The primary at priority 10 handles normal traffic. The backup at priority 20 accepts and queues mail when the primary is down, forwarding it once the primary recovers. Self-hosted setups are increasingly rare for business email but remain common for ISPs, universities, government agencies, and organizations with strict data sovereignty requirements. The hostnames under the same domain (rather than a third-party provider) are the giveaway.

Email Forwarding Services

Lightweight email forwarding services like Cloudflare Email Routing, ForwardEmail, and ImprovMX accept mail on behalf of a domain and forward it to another address without hosting a full mailbox. Their MX records point to the service's shared infrastructure:

example.com.    3600    IN    MX    86  route1.mx.cloudflare.net.
example.com.    3600    IN    MX    24  route2.mx.cloudflare.net.
example.com.    3600    IN    MX    84  route3.mx.cloudflare.net.

Forwarding services are popular for personal domains and small businesses that want a custom email address without the overhead of a full email hosting account. The unusual priority values (like 24, 84, 86) are a fingerprint unique to Cloudflare's configuration.
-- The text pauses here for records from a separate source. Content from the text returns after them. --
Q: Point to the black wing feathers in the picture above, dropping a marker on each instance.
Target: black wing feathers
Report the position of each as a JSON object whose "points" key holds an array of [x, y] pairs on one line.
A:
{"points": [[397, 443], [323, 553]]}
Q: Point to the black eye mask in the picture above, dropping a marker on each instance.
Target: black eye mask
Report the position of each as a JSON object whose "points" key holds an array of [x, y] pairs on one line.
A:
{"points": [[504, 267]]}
Each forwarding provider has its own distinctive pattern.

Null MX: Explicitly Opting Out of Email

RFC 7505 defines the null MX record, a way for a domain to explicitly declare that it does not accept email. The configuration is a single MX record with priority 0 pointing to the root domain (a single dot):

example.com.    3600    IN    MX    0   .

When a sending server encounters a null MX, it should immediately reject the email with a permanent failure rather than attempting delivery. This is different from having no MX records at all. A domain with no MX records triggers a fallback to the A record (the sender tries to deliver directly to the domain's IP address), which usually fails but wastes time and resources. A null MX gives a clean, immediate signal: do not send mail here. This is important for defensive domain management, which we will cover in the security section.
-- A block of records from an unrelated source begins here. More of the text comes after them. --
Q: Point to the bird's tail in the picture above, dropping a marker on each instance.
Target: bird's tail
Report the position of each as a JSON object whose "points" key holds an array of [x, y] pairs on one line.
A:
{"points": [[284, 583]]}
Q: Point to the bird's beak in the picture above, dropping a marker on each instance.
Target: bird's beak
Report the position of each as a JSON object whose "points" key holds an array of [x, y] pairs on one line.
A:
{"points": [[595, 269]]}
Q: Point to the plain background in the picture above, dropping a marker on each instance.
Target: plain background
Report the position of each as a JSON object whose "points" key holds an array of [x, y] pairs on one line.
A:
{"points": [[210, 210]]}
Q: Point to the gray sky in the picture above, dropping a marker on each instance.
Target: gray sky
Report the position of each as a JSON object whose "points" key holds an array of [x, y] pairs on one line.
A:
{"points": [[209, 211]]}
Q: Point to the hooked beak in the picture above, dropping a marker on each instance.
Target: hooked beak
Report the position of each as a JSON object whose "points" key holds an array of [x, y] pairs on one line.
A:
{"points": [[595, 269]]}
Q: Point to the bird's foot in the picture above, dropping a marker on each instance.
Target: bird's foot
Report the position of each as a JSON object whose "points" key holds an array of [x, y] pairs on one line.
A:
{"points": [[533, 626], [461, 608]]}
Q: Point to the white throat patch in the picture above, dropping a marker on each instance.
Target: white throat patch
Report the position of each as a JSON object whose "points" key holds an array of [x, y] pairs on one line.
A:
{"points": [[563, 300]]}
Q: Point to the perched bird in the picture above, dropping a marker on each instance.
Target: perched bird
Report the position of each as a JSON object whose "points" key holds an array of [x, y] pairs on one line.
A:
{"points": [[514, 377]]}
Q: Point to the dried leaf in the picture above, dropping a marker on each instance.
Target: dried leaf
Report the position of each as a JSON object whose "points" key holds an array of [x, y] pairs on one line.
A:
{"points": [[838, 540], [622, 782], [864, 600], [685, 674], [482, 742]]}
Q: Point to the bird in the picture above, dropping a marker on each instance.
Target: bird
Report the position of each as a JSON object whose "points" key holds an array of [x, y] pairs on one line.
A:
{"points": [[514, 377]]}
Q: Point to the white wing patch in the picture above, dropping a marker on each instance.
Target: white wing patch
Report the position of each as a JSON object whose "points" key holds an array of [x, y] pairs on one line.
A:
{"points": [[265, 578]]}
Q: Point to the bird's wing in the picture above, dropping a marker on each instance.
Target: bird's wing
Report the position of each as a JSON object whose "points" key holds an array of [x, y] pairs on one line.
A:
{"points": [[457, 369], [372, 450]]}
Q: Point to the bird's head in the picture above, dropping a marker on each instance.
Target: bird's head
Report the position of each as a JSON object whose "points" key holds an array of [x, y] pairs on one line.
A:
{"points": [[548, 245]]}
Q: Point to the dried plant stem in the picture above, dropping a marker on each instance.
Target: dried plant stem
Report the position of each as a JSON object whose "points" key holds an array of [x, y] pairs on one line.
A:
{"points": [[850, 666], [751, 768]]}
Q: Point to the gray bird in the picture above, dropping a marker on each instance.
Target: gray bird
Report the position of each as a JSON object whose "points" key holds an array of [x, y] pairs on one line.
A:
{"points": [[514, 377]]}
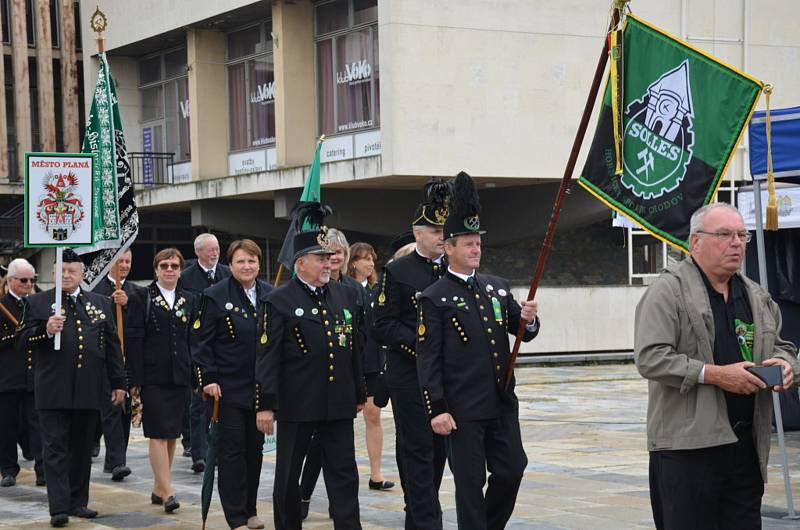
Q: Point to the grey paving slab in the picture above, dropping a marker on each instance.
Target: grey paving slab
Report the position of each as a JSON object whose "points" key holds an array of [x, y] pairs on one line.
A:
{"points": [[583, 429]]}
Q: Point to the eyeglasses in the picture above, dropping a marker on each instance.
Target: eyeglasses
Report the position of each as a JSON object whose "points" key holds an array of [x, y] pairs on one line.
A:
{"points": [[728, 235]]}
MX Records and Email Security

MX records sit at the intersection of email routing and email security, but their role is often misunderstood. MX records control where a domain receives email. They do not control who can send email on behalf of a domain. That distinction matters enormously for understanding email authentication.

SPF (Sender Policy Framework) records list the IP addresses and hostnames authorized to send email for a domain. There is no technical link between a domain's MX records and its SPF record. A domain might receive email through Google Workspace (MX pointing to Google) but send outbound email through a transactional service like SendGrid or Amazon SES. The MX and SPF configurations are independent. However, in practice, most organizations include their MX hosts in their SPF record because the same servers often handle both inbound and outbound mail. You can audit a domain's full email authentication posture with DomScan's Email Security Check, which evaluates SPF, DKIM, and DMARC together.

From an attacker's perspective, MX records reveal which domains can receive email. If a domain has MX records, it has an active mail infrastructure, which means users at that domain can be targeted with phishing, spear phishing, and business email compromise attacks. MX records also reveal the email provider. Knowing that a target uses Microsoft 365 versus Google Workspace lets an attacker craft more convincing phishing pages that mimic the correct login portal. This is one reason MX records are among the first DNS records checked during OSINT reconnaissance.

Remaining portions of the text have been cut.